Minor update causes major problems

What should have been a straightforward software update to a DNS server last week snowballed into a major broadband outage for Telstra from which the telco is still recovering.

“We are incredibly apologetic to our customers for the inconvenience that’s been caused to them by this recent service interruption,” Telstra’s chief operations officer Kate McKenzie said today.

The update that was the initial cause of the widespread problem for Telstra broadband customers was rolled out on Thursday night last week.

“A software update to one of our domain name servers caused that server to go down,” McKenzie said.

“It had a flow-on effect to our customers’ modems and they couldn’t undertake the regular check that they normally do in that environment. We actually fixed the software bug overnight on Thursday night and on Friday morning we had thought that the problem was resolved, but then what happened was that we didn’t anticipate the flow-on effect.”

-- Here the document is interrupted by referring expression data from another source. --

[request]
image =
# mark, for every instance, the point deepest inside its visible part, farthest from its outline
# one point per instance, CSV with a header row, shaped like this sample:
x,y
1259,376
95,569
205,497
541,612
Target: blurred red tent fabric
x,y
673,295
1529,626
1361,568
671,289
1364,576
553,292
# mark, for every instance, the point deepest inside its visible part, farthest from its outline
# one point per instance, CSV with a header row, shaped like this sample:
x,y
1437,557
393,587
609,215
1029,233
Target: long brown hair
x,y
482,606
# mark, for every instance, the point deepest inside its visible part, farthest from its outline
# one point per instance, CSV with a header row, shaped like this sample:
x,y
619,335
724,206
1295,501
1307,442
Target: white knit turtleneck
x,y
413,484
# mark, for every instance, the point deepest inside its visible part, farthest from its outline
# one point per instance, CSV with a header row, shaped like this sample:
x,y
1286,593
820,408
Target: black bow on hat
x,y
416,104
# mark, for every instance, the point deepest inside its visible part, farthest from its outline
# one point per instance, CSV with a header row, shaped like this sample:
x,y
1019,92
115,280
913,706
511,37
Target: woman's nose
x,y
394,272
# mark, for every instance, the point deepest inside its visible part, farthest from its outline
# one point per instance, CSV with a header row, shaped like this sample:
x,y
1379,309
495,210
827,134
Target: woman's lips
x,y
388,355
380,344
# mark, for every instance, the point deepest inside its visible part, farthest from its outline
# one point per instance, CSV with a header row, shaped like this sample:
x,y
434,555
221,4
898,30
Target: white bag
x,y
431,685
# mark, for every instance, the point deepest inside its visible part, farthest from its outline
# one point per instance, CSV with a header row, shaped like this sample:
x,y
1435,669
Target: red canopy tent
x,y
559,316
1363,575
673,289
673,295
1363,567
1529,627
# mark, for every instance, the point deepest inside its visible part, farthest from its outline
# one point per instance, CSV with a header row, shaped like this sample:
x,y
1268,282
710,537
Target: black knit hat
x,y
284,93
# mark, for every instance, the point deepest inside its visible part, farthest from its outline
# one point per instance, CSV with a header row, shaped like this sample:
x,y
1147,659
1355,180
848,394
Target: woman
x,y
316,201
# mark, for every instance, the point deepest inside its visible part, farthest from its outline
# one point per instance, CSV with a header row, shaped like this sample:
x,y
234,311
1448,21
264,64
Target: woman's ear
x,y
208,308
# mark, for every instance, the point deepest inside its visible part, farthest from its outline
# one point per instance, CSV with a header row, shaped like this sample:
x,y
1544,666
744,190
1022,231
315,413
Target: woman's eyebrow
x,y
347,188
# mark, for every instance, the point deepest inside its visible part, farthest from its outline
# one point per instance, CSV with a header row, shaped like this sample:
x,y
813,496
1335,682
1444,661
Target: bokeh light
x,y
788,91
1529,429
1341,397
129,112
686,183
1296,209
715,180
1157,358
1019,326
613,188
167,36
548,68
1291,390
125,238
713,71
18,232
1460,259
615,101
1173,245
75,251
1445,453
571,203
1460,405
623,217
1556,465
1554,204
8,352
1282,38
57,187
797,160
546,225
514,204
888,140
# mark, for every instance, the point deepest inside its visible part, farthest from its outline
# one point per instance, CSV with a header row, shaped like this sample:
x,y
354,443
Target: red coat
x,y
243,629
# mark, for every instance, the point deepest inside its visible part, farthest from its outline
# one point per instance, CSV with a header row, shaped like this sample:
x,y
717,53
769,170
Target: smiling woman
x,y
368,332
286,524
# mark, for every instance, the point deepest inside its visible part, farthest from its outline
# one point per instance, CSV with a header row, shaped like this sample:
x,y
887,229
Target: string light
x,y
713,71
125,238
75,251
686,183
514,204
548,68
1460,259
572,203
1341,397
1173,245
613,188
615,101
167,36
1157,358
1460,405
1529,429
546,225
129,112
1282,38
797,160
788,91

“We do hundreds and hundreds of changes every night of the week and history shows that we get those correct,” said Telstra’s head of networks, Mike Wright.

“This particular change really just caused a short outage in a DNS and should have had no consequential impact,” Wright said.

However the outage uncovered an unknown behaviour in Telstra modems after their heartbeat system failed to detect the network.

“A few of the modems had a residual problem in software that caused them to continually reboot and that’s really been what we’ve been managing and recovering from for the most of this time,” Wright said.

In many cases the issues could be fixed by power cycling the modem or performing a factory reset, but Telstra has begun shipping out free modems to a small number of customers who have continued to suffer problems.

“We’re working with our partners and vendors; we’ll get to the bottom of the actual issue and [be] able to send out a software update once we understand it fully and we’re comfortable that it’s been tested properly. That should protect us against that particular bug,” Wright said.

“We’ll do a very thorough look at precisely what happened and if we need to make any adjustments to procedures or talk to our vendors about different ways of doing these things,” McKenzie said.

The problem affecting the telco’s fixed line broadband services follow on from a series of high-profile service disruptions for Telstra’s mobile services earlier this year.

In response Telstra commissioned a network review and has since said it will spend $50 million on measures to prevent a repeat of those problems.

Telstra suffered a major mobile outage in February, which the telco blamed on human error. In March Telstra’s network suffered two bouts of problems.

“While no network operator in the world can guarantee that disruptions will not occur from time to time, what we can do is reduce the likelihood and the impact of those disruptions,” Telstra CEO Andrew Penn said in a speech earlier this month at an event hosted by the American Chamber of Commerce in Australia.

“We are acutely aware of the impact the outages had on our customers and we are committed to rebuilding their trust in us by meeting, if not exceeding, those expectations every day.

“That is the experience we are aiming to offer our customers: The right offer, the right services, the latest product and technology, at the right time on the best networks.”